An update on Asia-Pacific economies’ preferential trade agreements (ESCAP Trade Insights: Issue No. 29)

An update on Asia-Pacific economies’ preferential trade agreements (ESCAP Trade Insights: Issue No. 29)

Date: 
Thursday, October 8, 2020
Type: 
Public information and advocacy materials
Abstract

  • The Asia-Pacific region continues to be the largest contributor to the worldwide build-up of Preferential Trade Agreements (PTAs).
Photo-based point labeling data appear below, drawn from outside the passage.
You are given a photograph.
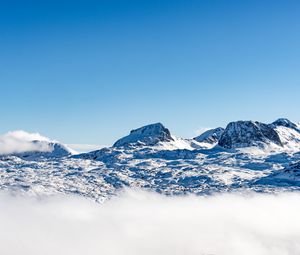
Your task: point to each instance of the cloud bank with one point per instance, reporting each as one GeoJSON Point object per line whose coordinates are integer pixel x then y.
{"type": "Point", "coordinates": [21, 141]}
{"type": "Point", "coordinates": [138, 223]}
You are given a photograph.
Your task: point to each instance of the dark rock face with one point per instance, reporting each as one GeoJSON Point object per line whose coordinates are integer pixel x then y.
{"type": "Point", "coordinates": [248, 133]}
{"type": "Point", "coordinates": [210, 136]}
{"type": "Point", "coordinates": [285, 123]}
{"type": "Point", "coordinates": [147, 135]}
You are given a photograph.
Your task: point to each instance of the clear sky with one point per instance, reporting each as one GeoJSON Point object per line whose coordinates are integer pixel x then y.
{"type": "Point", "coordinates": [89, 71]}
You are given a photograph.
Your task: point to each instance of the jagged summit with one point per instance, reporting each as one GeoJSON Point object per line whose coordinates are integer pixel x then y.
{"type": "Point", "coordinates": [146, 135]}
{"type": "Point", "coordinates": [248, 133]}
{"type": "Point", "coordinates": [211, 136]}
{"type": "Point", "coordinates": [282, 122]}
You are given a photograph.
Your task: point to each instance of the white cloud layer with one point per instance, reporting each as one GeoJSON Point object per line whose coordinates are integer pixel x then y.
{"type": "Point", "coordinates": [85, 147]}
{"type": "Point", "coordinates": [21, 141]}
{"type": "Point", "coordinates": [138, 223]}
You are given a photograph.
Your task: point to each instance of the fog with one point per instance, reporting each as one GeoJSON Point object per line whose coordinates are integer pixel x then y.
{"type": "Point", "coordinates": [21, 141]}
{"type": "Point", "coordinates": [141, 223]}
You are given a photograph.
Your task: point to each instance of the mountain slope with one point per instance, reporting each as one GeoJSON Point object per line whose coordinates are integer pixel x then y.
{"type": "Point", "coordinates": [242, 134]}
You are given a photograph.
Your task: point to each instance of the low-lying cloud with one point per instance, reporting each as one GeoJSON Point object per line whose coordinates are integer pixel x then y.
{"type": "Point", "coordinates": [21, 141]}
{"type": "Point", "coordinates": [136, 223]}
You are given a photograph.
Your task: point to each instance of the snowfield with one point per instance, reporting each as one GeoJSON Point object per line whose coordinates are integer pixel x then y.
{"type": "Point", "coordinates": [253, 157]}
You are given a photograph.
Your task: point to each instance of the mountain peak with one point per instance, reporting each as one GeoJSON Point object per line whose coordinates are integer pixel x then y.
{"type": "Point", "coordinates": [146, 135]}
{"type": "Point", "coordinates": [248, 133]}
{"type": "Point", "coordinates": [285, 123]}
{"type": "Point", "coordinates": [210, 136]}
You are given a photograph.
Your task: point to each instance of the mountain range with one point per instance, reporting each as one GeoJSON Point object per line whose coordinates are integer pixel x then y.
{"type": "Point", "coordinates": [243, 156]}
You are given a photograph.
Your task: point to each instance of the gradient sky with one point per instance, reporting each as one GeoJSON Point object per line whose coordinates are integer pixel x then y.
{"type": "Point", "coordinates": [90, 71]}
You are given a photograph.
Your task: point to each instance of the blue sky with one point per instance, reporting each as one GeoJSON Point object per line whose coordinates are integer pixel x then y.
{"type": "Point", "coordinates": [89, 71]}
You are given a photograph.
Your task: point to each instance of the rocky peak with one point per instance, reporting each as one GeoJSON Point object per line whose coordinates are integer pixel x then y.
{"type": "Point", "coordinates": [146, 135]}
{"type": "Point", "coordinates": [210, 136]}
{"type": "Point", "coordinates": [248, 133]}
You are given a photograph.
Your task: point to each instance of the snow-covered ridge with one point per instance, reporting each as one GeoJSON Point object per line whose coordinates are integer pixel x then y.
{"type": "Point", "coordinates": [31, 145]}
{"type": "Point", "coordinates": [153, 158]}
{"type": "Point", "coordinates": [249, 133]}
{"type": "Point", "coordinates": [147, 135]}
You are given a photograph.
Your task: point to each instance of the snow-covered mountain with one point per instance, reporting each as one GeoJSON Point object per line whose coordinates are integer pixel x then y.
{"type": "Point", "coordinates": [246, 155]}
{"type": "Point", "coordinates": [211, 136]}
{"type": "Point", "coordinates": [146, 136]}
{"type": "Point", "coordinates": [242, 134]}
{"type": "Point", "coordinates": [31, 146]}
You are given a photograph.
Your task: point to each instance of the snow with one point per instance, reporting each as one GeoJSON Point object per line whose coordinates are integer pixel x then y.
{"type": "Point", "coordinates": [151, 158]}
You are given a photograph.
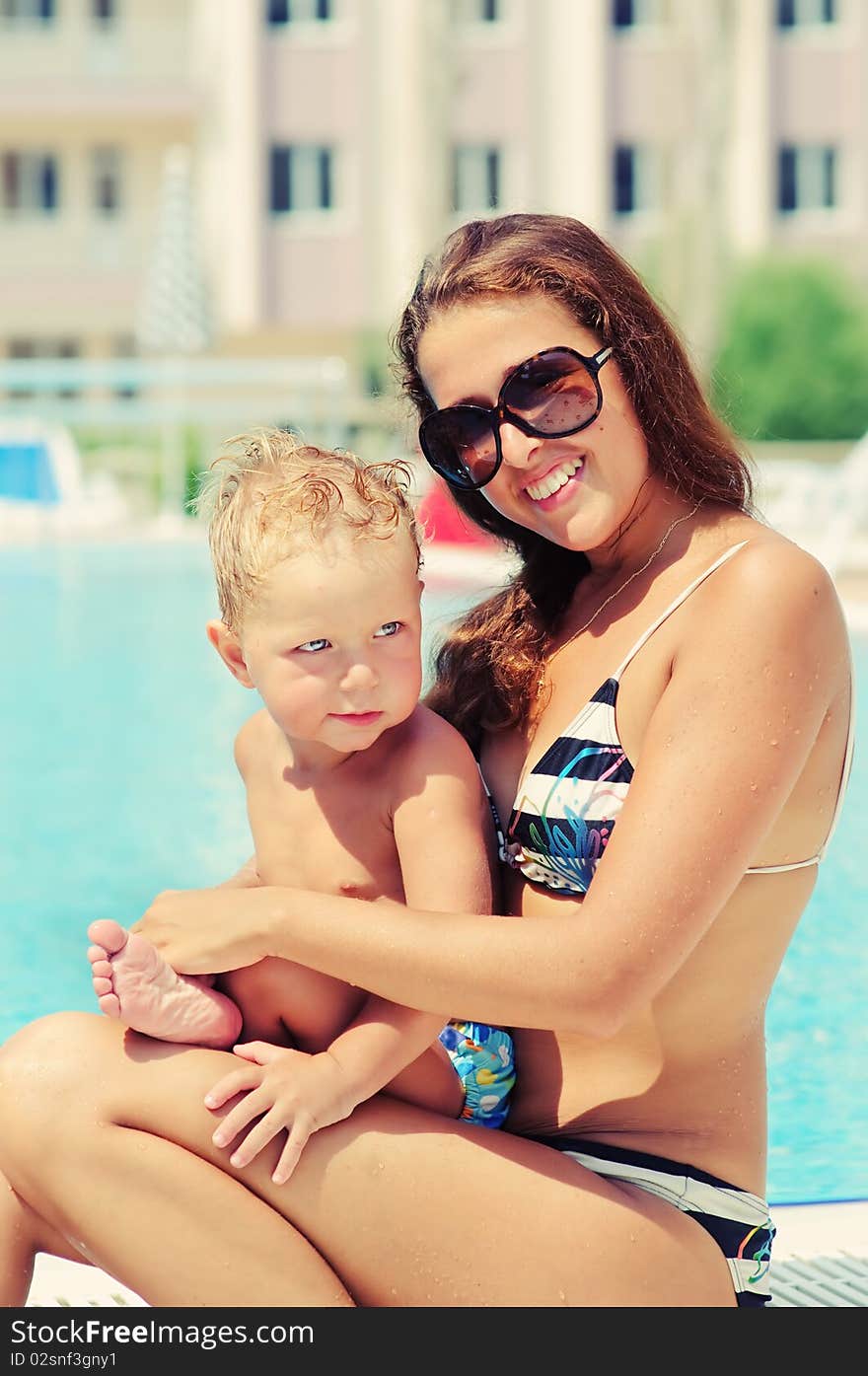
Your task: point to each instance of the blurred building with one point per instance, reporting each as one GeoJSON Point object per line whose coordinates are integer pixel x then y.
{"type": "Point", "coordinates": [334, 140]}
Looking at the stock of PTAs with at least one regional party, 183 trade agreements are in force, 15 are signed and pending ratification, and 98 are still under negotiation (as of September 2020).
  • A majority of PTAs go beyond the liberalization of trade in goods, with 54% of all enforced PTAs in the region covering both goods and services.
  • Bilateral PTAs account for approximately 78% of all PTAs in force. In terms of geographical coverage, 49% of all Asia-Pacific region PTAs are with economies outside of the region, which reinforces Asia-Pacific economies’ actively participation in dialogue partners within and outside the region.
  • Between January 2018 and September 2020, 23 new PTAs were signed that had at least one Asia-Pacific region economy. Of these, 11 were signed in 2018, 10 in 2019, and 2 in 2020 (as of September 2020).
  • The number of newly signed PTAs in the Asia-Pacific region has notably declined since the start of 2020. This was mostly due to the coronavirus disease 2019 (COVID-19) pandemic, which not only disrupted international trade flows, but also compromised trade negotiations and worldwide cooperation. From the 8 outstanding PTA initiatives started since January 2019 (7 intraregional and 1 extra regional) only 2 have commenced negotiations during 2020.
  • New trade agreements tend to be more comprehensive. Most new agreements signed in the region cover issues such as investment, labour standards, intellectual property rights, and environmental standards. In fact, all 11 agreements signed from 2019 to 2020 – except the EAEU-Serbia PTA – go beyond trade of goods liberalization.
  • The United Kingdom’s efforts to roll over its preferential arrangements, previously covered by the EU-third country trade agreements, after Brexit may raise the number (if not the coverage) of Comprehensive Economic Partnership Agreements (CEPA) in the region over the next few years. As of September 2020, the United Kingdom has signed agreements replicating elements of EU-third party agreements with selected Asia-Pacific economies, including the Pacific states (Fiji and Papua New Guinea), Georgia, the Republic of Korea, and Japan. The United Kingdom government is also in discussions to roll over the European Union preferential trade arrangement with Turkey and negotiate new agreements with Australia and New Zealand.
  • Trade agreements have increasingly included digital trade issues: 7 of the 12 trade agreements signed between 2019-2020 already include specific e-commerce provisions. Moreover, the first Digital Trade Agreement (DTA) was signed in 2019 between the United States and Japan. So far, the region has successfully signed 2 more DTAs and 1 more is under negotiation.
  • The Regional Comprehensive Economic Partnership (RCEP) is scheduled to be signed in November 2020 by all RCEP dialogue partners except India. Once it is, this will become the biggest free-trade agreement, covering 28% of the world’s GDP. However, uncertainties regarding India’s participation remain, hindering the realization of RCEP’s economic potential.